I've not tried learning it yet, but if you have any methods of using dtrace or the kernel debugger to poke the stuck processes some more and see what's "stuck". eventually, though, I'll have to abandon ccp(4) to get the system back into a working state...it is my NAS server.
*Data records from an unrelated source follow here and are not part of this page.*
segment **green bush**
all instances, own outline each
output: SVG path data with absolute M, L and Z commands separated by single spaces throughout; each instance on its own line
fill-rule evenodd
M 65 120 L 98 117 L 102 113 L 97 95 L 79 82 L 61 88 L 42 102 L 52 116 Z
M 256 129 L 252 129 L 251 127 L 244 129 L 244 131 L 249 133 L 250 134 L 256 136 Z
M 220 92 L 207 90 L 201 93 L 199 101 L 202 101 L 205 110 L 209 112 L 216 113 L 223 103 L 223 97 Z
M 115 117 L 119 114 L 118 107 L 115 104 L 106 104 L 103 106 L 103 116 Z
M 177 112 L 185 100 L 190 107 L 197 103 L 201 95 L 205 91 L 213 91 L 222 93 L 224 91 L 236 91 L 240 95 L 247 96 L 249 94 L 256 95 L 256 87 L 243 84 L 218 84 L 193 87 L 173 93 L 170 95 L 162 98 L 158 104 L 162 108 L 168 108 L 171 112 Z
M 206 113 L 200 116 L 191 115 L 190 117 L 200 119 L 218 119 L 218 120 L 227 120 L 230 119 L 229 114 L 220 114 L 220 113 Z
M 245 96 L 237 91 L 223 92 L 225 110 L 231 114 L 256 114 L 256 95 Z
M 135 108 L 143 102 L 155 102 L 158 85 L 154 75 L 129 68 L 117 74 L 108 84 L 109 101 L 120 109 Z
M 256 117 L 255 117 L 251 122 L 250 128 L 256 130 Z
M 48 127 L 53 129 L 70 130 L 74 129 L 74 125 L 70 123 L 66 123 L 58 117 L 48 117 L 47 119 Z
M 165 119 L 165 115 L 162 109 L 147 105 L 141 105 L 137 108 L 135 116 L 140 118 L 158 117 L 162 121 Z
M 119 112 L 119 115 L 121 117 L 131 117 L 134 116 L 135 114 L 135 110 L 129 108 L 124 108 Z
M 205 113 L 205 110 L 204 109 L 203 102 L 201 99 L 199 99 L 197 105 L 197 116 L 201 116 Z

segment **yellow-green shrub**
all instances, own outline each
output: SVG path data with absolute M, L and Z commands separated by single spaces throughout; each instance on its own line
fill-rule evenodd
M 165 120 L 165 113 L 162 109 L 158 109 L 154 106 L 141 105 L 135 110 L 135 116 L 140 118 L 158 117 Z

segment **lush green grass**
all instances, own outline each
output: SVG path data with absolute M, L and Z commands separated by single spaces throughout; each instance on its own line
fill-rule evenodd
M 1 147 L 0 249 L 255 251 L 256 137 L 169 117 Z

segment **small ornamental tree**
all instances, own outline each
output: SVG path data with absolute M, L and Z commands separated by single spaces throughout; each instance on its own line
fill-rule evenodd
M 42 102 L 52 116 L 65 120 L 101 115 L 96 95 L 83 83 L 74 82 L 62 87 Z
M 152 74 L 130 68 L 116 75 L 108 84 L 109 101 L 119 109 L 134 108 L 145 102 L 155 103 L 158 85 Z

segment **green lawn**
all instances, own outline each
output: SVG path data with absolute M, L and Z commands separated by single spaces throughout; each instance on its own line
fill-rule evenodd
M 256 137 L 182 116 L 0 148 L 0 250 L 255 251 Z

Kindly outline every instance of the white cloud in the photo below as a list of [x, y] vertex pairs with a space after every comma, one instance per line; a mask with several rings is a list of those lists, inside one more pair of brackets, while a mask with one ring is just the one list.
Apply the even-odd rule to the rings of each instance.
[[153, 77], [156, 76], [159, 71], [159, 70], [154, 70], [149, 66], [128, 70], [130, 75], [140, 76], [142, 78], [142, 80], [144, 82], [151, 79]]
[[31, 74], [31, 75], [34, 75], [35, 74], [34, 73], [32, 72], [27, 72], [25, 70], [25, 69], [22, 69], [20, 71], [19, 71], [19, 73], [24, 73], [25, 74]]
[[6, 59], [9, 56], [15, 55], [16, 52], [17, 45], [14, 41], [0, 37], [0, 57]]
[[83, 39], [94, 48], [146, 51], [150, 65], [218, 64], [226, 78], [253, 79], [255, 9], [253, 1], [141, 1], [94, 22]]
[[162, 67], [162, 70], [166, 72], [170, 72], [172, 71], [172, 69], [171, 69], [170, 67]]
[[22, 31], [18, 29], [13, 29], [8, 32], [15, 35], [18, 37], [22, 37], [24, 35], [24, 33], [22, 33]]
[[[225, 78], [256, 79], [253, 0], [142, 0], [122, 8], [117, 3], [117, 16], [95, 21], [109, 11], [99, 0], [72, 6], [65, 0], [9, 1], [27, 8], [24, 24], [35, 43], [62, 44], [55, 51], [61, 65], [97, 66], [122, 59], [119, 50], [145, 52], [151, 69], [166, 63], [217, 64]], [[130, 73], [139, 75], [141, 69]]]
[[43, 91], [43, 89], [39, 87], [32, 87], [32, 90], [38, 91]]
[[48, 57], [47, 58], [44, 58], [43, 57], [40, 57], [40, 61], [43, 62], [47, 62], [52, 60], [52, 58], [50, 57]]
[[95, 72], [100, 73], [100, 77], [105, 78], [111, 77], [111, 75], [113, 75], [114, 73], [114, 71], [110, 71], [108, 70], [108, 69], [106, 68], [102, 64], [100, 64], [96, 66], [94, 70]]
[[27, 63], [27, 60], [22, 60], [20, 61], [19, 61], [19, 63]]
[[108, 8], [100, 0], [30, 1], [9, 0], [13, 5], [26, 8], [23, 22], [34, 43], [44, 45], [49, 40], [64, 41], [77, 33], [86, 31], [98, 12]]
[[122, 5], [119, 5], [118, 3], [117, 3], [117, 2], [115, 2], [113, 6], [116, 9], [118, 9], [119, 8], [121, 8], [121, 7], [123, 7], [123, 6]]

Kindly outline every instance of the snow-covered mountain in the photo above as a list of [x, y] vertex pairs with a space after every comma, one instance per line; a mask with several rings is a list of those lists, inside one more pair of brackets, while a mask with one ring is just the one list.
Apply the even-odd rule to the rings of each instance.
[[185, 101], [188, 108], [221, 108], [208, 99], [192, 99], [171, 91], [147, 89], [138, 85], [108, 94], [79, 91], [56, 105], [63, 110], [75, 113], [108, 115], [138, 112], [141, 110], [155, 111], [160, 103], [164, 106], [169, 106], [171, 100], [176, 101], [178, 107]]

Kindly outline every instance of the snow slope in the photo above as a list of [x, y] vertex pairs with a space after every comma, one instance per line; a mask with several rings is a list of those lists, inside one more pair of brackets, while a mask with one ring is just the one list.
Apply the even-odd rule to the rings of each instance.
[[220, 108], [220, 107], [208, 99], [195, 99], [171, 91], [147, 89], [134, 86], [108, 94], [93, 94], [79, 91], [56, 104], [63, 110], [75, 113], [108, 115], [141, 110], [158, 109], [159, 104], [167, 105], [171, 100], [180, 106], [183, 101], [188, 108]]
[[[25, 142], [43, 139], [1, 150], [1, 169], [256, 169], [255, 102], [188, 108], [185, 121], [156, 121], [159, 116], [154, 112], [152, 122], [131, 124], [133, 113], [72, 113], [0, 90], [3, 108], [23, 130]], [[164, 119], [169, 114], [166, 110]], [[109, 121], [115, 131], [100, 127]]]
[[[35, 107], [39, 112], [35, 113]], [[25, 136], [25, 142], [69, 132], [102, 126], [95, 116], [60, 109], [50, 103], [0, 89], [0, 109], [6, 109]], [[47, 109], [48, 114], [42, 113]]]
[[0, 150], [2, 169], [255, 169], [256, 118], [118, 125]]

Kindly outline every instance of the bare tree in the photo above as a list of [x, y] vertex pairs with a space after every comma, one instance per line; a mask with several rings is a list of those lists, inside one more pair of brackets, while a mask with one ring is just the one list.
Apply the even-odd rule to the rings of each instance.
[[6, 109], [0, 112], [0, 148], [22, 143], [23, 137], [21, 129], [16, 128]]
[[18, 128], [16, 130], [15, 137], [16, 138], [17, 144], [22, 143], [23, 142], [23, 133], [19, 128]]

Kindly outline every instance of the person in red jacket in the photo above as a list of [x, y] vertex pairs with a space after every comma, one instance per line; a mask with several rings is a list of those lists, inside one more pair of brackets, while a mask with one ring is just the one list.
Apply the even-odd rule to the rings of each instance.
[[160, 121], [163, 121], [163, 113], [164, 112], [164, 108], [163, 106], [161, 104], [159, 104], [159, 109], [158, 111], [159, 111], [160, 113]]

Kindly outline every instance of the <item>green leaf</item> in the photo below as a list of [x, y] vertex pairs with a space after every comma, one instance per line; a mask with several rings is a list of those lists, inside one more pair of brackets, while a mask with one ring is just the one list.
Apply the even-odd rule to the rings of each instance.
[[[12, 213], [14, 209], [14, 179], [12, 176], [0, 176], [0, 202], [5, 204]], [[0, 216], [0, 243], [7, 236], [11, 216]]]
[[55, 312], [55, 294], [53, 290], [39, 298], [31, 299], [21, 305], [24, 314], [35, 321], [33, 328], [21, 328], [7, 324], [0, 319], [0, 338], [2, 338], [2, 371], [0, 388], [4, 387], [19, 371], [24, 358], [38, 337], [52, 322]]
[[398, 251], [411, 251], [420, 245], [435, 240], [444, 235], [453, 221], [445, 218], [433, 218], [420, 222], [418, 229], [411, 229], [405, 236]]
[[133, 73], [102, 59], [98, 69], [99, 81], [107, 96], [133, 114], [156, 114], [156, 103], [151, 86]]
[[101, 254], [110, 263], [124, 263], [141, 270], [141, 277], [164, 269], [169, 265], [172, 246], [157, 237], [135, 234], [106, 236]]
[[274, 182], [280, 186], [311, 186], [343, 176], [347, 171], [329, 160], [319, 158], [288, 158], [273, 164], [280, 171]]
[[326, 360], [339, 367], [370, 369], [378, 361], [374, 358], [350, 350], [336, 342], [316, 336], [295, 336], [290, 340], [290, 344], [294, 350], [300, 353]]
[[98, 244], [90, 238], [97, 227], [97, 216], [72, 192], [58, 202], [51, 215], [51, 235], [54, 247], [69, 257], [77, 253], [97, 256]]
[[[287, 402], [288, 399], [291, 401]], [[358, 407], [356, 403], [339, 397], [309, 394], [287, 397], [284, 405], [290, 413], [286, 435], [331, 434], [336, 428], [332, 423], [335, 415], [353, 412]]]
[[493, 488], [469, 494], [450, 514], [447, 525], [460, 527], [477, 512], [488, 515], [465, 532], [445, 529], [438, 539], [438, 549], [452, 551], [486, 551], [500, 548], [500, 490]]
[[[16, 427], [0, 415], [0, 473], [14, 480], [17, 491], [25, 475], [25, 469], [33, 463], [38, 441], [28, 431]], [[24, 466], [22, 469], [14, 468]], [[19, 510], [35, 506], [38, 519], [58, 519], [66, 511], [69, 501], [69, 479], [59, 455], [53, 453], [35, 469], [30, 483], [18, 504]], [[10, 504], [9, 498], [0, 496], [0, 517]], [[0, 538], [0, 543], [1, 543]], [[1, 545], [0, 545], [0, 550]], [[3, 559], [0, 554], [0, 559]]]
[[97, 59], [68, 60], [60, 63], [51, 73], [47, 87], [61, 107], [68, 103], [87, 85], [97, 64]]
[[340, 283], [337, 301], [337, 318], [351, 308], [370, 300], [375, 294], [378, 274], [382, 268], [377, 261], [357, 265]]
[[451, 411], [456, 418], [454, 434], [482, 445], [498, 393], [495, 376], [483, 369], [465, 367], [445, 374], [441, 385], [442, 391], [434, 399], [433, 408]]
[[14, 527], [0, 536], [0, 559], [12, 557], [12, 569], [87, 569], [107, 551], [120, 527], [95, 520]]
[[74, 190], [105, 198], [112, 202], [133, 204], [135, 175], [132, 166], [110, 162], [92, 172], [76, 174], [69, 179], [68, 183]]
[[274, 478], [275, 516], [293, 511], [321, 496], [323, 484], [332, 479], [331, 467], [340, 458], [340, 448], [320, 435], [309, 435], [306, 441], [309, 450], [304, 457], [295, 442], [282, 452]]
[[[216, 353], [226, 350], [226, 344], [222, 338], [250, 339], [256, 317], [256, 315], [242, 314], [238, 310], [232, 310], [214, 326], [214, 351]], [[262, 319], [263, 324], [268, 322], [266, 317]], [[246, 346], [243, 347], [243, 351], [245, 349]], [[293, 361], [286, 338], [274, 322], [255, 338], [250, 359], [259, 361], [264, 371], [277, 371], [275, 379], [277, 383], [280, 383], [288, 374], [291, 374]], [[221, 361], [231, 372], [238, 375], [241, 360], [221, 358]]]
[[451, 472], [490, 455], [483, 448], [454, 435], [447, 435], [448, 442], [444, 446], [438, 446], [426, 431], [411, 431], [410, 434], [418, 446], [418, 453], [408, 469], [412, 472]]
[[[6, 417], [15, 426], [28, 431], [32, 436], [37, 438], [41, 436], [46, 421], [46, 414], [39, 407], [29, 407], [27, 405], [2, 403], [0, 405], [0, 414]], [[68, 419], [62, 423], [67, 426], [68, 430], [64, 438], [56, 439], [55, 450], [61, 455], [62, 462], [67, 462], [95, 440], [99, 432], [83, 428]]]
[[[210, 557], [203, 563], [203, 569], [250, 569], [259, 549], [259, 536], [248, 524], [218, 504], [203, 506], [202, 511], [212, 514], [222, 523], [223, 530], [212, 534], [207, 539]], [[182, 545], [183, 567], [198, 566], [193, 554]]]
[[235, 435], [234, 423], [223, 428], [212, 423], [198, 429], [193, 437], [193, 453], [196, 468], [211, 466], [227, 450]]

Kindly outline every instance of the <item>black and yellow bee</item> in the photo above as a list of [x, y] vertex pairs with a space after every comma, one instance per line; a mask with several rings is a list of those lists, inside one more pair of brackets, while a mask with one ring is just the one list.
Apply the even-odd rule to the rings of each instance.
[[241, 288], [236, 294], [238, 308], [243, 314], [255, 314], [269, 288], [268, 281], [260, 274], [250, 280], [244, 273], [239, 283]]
A missed interrupt was the theory in the previous PR (and in that case the theory was that it was possibly a hardware issue). You can use kgdb on a live system to investigate stack traces of sleeping threads and examine variables, etc. Just 'pkg install devel/gdb' and run 'kgdb' as root. You can then use normal GDB commands. Each kernel thread is a thread in GDB in this mode. That said, there is probably not a stack to examine if ccp(4) is missing an interrupt. Instead, you would want to either see if ccp(4) maintains a linked-list of pending operations or dump the descriptor rings to infer if there are commands in flight. Not sure if ccp has a counter for "in-flight" requests (ccr(4) which ccp(4) is roughly based on does have such a counter).